PDF retrieve metadata: five simple suggestions for improvement

mark · July 27, 2009

1. Grey (disable) the option in the context menu for PDFs that do not contain OCRed text. Saves two clicks.

2. UI: put focus on 'Close' button after completion, and provide checkbox 'automatically close after completion'

3. Give a timeout and skip option (e.g. timeout and skip to next after 3 seconds). Right now Zotero can be stuck on a single item for an indefinite amount of time, without giving feedback on what's happening. It feels much better if the easiest items are done first. I find myself doing PDFs one by one because if I feed it a whole list it's certainly going to be stuck on the third or fifth item forever.

4. Preview metadata and allow approval/disapproval by user. As suggested here.

5. Perhaps place the button 'Retrieve metadata' in the right pane, next to the 'Indexed' field? I find myself looking for it there, probably because that place is contextually much more relevant. Also, it saves one click.

(Edit: added #5.)

adamsmith · July 27, 2009

These are excellent suggestions. I think exactly what the metadata search should look like.
3 and 4 are obviously especially important.

amacom73 · July 28, 2009

++1 on this, especially numbers 3 and 4. The metadata retrieval's tendency to hang indefinitely on a single doc completely kills any batch functionality, which is a major impediment to new people trying to import their stacks of PDFs into Zotero.

I'd add a friendly amendment:

6. Add an option to hook the PDF metadata retrieval into the magic wand menu, ie, right click on PDF for a "create parent item from database identifier" which would allow insertion of PMID, DOI, etc. This isn't a huge deal, obviously, since one could easily create the parent item from identifier, attach the PDF, and rename, but it does cut a few steps.

JonEP · July 28, 2009

This all sounds good. There are numerous threads that relate to this issue, for example here, and here, in addition to the link Mark has included. Perhaps we could tie them all together in one place?

I'd suggest a slight revision of Mark's suggestion #1, in connection with amacom73's ammended #6, that of greying out PDFs having no readable text. As per the discussions in the links, the 'retrieve metadata for PDF' is currently also being used to 'create parent item' from a standalone note or pdf or document. I'd like to put in a request that it also allow the creation of a parent for standalone links. So, instead of graying-out pdfs w/out readable text, perhaps they would not be elligible for a metadata search--instead you receive notice that the PDF does not contain readable text, and you are prompted to 'create blank parent item' (or there would be no prompt, and Zotero would automatically set up a blank parent item if you've selected the appropriate setting in advance).

ajlyon · February 19, 2010

I know that here and elsewhere, the idea of creating a blank parent item for PDFs when metadata lookup fails was presented. Now (2.0 final) we can create a blank parent for all attachment files except PDF files.
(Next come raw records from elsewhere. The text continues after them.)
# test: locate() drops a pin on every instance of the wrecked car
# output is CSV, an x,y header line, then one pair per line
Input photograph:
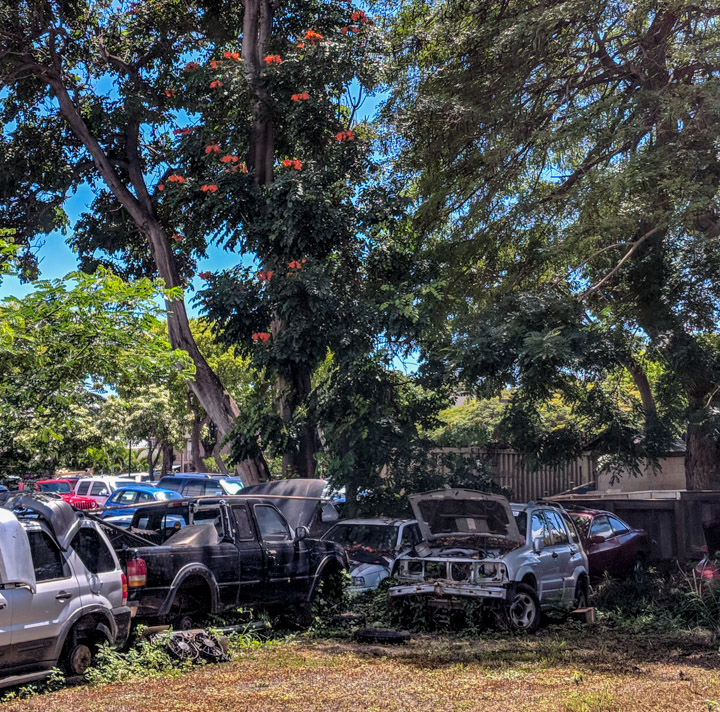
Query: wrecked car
x,y
190,558
520,559
62,591
372,547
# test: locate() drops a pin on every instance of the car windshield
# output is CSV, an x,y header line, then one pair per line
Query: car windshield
x,y
170,494
371,536
59,487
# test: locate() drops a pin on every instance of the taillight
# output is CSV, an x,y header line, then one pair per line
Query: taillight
x,y
137,572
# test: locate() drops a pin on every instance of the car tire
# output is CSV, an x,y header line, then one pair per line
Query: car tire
x,y
523,609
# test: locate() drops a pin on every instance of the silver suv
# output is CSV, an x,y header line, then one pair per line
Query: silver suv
x,y
524,558
62,591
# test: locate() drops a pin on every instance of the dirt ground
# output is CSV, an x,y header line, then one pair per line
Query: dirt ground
x,y
562,669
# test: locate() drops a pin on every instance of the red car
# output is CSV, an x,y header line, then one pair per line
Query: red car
x,y
611,544
64,489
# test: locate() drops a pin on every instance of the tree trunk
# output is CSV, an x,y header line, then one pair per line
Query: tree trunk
x,y
168,459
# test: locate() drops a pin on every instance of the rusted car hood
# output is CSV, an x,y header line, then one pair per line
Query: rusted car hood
x,y
298,512
464,513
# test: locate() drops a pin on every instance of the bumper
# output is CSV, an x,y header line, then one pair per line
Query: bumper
x,y
123,619
450,588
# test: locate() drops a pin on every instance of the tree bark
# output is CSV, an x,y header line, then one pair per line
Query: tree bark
x,y
216,401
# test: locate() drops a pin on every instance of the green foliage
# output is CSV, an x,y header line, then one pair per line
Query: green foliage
x,y
61,348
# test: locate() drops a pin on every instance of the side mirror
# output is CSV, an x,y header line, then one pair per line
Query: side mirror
x,y
301,533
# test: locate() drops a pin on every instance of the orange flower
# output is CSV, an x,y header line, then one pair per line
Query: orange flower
x,y
345,135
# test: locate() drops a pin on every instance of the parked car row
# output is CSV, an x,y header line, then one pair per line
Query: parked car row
x,y
71,579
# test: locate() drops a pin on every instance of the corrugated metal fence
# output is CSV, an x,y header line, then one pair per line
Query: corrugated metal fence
x,y
528,484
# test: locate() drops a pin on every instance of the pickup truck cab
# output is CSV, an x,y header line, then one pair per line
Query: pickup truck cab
x,y
62,591
206,555
62,488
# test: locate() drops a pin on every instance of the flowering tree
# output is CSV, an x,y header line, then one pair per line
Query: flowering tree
x,y
198,122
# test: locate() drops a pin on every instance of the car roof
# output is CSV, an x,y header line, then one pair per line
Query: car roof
x,y
377,521
140,487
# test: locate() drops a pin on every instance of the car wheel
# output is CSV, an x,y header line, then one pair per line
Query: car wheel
x,y
523,610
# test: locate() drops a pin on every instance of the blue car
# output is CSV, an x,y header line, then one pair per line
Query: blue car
x,y
133,494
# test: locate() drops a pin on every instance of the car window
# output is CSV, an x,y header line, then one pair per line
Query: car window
x,y
47,560
557,530
521,522
194,488
539,529
569,524
93,551
209,514
124,497
272,526
410,536
619,527
601,527
243,528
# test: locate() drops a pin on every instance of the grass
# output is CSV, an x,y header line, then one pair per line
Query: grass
x,y
565,668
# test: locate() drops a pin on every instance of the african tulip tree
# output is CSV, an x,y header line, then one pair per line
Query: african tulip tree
x,y
192,122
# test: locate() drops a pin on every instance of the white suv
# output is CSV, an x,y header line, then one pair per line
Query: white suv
x,y
62,591
524,558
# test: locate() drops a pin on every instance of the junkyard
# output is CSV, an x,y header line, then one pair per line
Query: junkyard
x,y
360,355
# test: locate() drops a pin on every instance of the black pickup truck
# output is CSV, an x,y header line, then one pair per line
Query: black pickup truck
x,y
186,559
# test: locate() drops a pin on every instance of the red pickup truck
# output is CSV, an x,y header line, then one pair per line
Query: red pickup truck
x,y
62,488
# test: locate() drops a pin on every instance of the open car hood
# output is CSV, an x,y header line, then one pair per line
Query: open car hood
x,y
458,512
58,514
297,512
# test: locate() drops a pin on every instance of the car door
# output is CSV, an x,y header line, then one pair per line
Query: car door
x,y
38,619
286,560
96,568
564,553
547,568
251,557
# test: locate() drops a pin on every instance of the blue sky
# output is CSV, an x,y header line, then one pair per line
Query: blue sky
x,y
57,259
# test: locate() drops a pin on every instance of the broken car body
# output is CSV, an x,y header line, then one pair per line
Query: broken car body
x,y
523,558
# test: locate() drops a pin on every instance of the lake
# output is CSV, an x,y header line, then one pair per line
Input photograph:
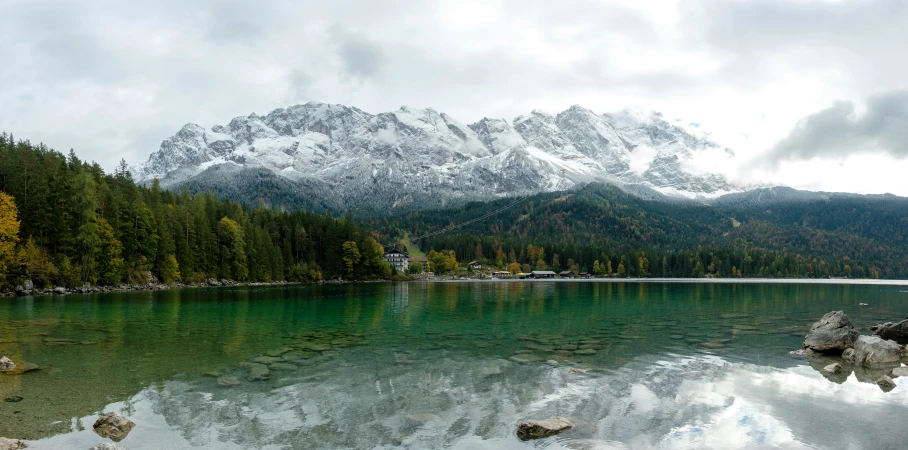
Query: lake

Is there a reason that this can't happen for PDFs?

dstillman · February 19, 2010

Is there a reason that this can't happen for PDFs?

Because it hasn't been implemented yet.

John Fletcher · February 28, 2010

I am new to this so I may be missing something. When I have been indexing pdf's some of them have metadata in the file but it is not found because it is not in Google Scholar. Can we have an option to import this?
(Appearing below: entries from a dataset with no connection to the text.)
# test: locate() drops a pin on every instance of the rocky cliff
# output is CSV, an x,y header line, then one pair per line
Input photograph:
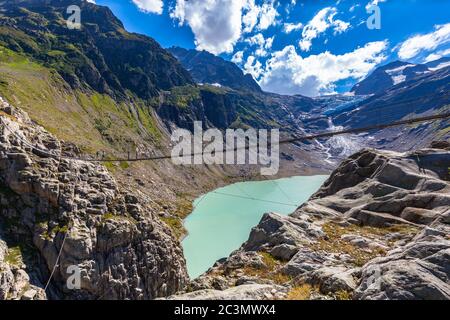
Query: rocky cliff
x,y
56,210
377,229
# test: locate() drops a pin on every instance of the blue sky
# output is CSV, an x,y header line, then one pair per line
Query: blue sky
x,y
309,47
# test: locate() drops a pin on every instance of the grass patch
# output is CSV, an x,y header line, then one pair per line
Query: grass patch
x,y
270,271
334,244
343,295
14,256
113,217
300,292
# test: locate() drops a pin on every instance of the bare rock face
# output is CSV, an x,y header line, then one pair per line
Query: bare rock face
x,y
244,292
377,229
57,209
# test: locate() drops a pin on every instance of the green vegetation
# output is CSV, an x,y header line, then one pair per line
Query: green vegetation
x,y
110,216
270,271
176,224
182,97
14,256
300,292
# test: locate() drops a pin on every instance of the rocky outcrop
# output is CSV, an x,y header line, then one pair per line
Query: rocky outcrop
x,y
377,229
58,210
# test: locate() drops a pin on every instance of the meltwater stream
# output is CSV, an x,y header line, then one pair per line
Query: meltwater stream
x,y
222,219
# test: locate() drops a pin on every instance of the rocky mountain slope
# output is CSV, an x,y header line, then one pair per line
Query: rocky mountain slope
x,y
209,69
88,57
55,210
377,229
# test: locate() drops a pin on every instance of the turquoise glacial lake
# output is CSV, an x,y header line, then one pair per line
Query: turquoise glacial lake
x,y
222,219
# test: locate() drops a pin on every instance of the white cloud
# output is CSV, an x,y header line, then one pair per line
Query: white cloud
x,y
288,73
267,17
219,24
260,17
353,7
150,6
253,67
263,44
437,55
321,22
374,3
238,57
216,24
425,42
291,27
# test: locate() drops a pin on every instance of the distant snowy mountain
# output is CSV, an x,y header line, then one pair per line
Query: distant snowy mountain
x,y
395,73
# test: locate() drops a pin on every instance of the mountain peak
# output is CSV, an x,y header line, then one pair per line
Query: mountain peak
x,y
208,68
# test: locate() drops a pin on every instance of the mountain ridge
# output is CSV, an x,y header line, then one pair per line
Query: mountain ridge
x,y
210,69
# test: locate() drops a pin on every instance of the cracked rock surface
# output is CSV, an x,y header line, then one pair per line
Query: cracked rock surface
x,y
113,238
377,229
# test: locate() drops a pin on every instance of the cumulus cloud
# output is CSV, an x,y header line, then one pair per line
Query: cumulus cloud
x,y
425,42
321,22
262,44
253,67
218,24
150,6
373,3
238,57
437,55
291,27
260,17
286,72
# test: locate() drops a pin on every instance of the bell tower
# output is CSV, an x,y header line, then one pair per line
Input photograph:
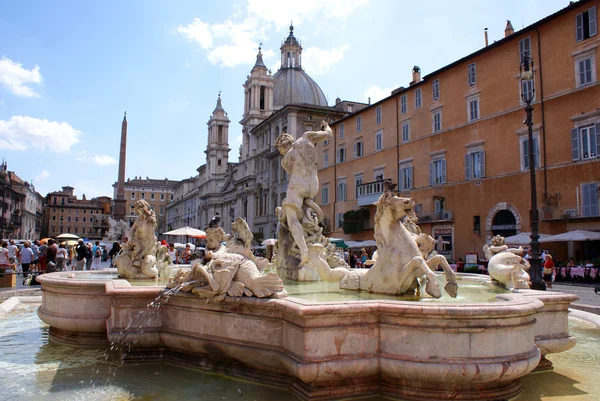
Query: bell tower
x,y
291,51
217,149
258,102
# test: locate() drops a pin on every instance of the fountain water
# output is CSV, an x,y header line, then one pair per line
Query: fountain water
x,y
239,321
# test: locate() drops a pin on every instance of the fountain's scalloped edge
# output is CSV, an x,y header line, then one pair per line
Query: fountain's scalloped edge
x,y
325,350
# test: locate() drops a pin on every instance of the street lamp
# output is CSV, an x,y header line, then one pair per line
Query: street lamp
x,y
527,94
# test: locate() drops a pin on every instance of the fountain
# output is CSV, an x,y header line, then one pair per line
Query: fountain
x,y
405,341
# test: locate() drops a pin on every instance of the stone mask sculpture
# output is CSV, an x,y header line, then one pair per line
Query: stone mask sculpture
x,y
507,266
137,258
400,266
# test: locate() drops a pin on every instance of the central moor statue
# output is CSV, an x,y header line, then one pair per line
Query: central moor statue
x,y
299,215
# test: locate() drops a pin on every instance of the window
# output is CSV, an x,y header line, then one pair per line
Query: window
x,y
473,108
405,177
585,69
475,164
527,91
524,46
437,171
358,150
357,183
325,195
585,142
436,118
341,192
435,89
418,102
589,199
406,131
524,140
585,24
472,74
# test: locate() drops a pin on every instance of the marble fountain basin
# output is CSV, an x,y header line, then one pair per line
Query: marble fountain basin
x,y
424,350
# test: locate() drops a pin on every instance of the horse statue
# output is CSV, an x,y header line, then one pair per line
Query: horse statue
x,y
137,259
400,267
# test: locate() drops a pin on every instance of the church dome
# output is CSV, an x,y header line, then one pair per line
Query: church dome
x,y
293,85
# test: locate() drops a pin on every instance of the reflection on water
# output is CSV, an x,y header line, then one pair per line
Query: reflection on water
x,y
469,290
33,369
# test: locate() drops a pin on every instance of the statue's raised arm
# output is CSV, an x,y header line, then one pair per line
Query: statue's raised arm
x,y
319,136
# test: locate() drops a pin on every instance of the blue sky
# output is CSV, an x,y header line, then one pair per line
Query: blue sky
x,y
69,69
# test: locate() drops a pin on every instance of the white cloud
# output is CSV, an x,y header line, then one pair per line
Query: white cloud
x,y
22,133
41,177
376,93
14,77
101,160
317,61
236,40
281,13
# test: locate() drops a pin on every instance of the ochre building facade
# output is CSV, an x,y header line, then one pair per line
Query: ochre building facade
x,y
455,141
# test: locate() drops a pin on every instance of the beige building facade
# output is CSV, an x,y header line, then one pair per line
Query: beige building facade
x,y
455,142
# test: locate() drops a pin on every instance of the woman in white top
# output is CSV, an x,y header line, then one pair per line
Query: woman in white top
x,y
61,258
173,253
4,260
26,257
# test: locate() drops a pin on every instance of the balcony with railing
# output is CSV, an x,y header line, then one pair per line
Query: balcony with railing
x,y
570,212
435,216
367,194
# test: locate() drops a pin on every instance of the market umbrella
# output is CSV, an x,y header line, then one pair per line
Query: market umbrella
x,y
522,239
188,232
339,242
270,241
577,235
66,236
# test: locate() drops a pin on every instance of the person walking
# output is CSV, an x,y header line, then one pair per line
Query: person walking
x,y
549,270
4,260
35,247
89,255
51,254
173,253
61,258
13,252
97,256
114,251
80,251
26,257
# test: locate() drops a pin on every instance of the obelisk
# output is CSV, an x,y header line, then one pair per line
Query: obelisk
x,y
120,202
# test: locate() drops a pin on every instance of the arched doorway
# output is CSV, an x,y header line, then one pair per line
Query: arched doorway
x,y
504,223
503,219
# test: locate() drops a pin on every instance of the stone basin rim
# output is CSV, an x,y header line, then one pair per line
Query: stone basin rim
x,y
521,303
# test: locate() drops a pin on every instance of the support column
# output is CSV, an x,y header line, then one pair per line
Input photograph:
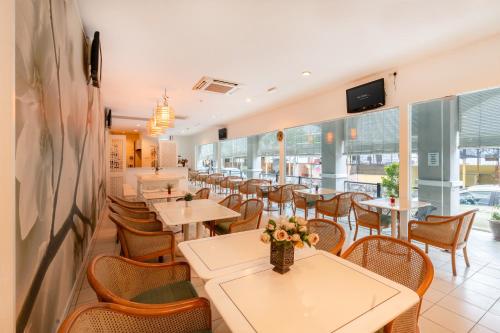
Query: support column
x,y
438,155
7,182
333,161
282,177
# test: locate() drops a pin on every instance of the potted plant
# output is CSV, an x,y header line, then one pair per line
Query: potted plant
x,y
187,198
390,182
284,235
495,223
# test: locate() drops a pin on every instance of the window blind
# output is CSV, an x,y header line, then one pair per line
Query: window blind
x,y
234,148
303,140
268,145
372,133
479,119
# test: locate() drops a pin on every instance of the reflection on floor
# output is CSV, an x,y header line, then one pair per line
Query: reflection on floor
x,y
469,302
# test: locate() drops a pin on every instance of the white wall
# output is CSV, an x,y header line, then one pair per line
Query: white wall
x,y
7,195
472,67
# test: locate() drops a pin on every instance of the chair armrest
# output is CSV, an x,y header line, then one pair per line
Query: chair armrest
x,y
245,225
442,232
141,243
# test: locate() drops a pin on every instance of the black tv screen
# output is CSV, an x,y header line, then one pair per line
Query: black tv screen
x,y
365,97
222,133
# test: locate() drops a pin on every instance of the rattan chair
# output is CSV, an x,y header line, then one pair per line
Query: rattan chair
x,y
232,201
446,232
331,235
140,285
192,176
214,179
201,178
132,213
336,207
282,195
369,218
249,187
300,201
203,193
190,316
140,244
226,184
137,205
398,261
249,219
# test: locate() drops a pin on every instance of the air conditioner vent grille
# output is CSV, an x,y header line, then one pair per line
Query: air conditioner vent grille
x,y
216,86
Also, I support the idea of a preview of the metadata retrieved, as sometimes it relates to a different file altogether.

ajlyon · February 28, 2010

Can we have an option to import this?

This has been discussed, but it hasn't been coded yet. I imagine that this and a few other metadata proposals (EXIF for images, ID3 for MP3s) are on hold in part because Zotero needs a good, cross-platform way to access it.

jhandwerg · July 1, 2010

Wondering if there have been any improvements/work arounds re. incorrect metadata being imported with pdf look up function.

Any further suggestions?

adamsmith · July 1, 2010

this hasn't been worked on for a while - devs have been busy with lots of other stuff - I'm sure they'd be happy if someone wants to work on this - I believe it's a separate .js file so that would be pretty straightforward.

mark · April 29, 2011

Has this seen any work since last year? At the very least, creating a new item for a PDf for which metadata wasn't retrieved would make many people happy. And since the code is already there (for non-PDFs) it shouldn't be difficult.

mark · July 7, 2011

Any news? Just hoping someone code-savy will see this and pick up these suggestions, making everyone happy. As adamsmith notes above, it wouldn't be too difficult if you know JS.

ajlyon · July 8, 2011

I even made a patch to create an item when lookup fails, but the workflow wasn't very smooth. I may yet get back to that, but I've already promised a few other features that may take priority.

mark · July 8, 2011

Thank you! As a shortcut you can at least try to convince the powers that be that the option to Create parent item for selected item should not have been disabled for PDF attachments.

chritogjon · December 9, 2013

Thank you mark for your thoughtful suggestion. I love all of them. Additionally, I would suggest to make the window close on pressing the ESC button. It would close on ESC only when finished. Or it would close also during scanning so, it would act as a Cancel button. Thank you for listening!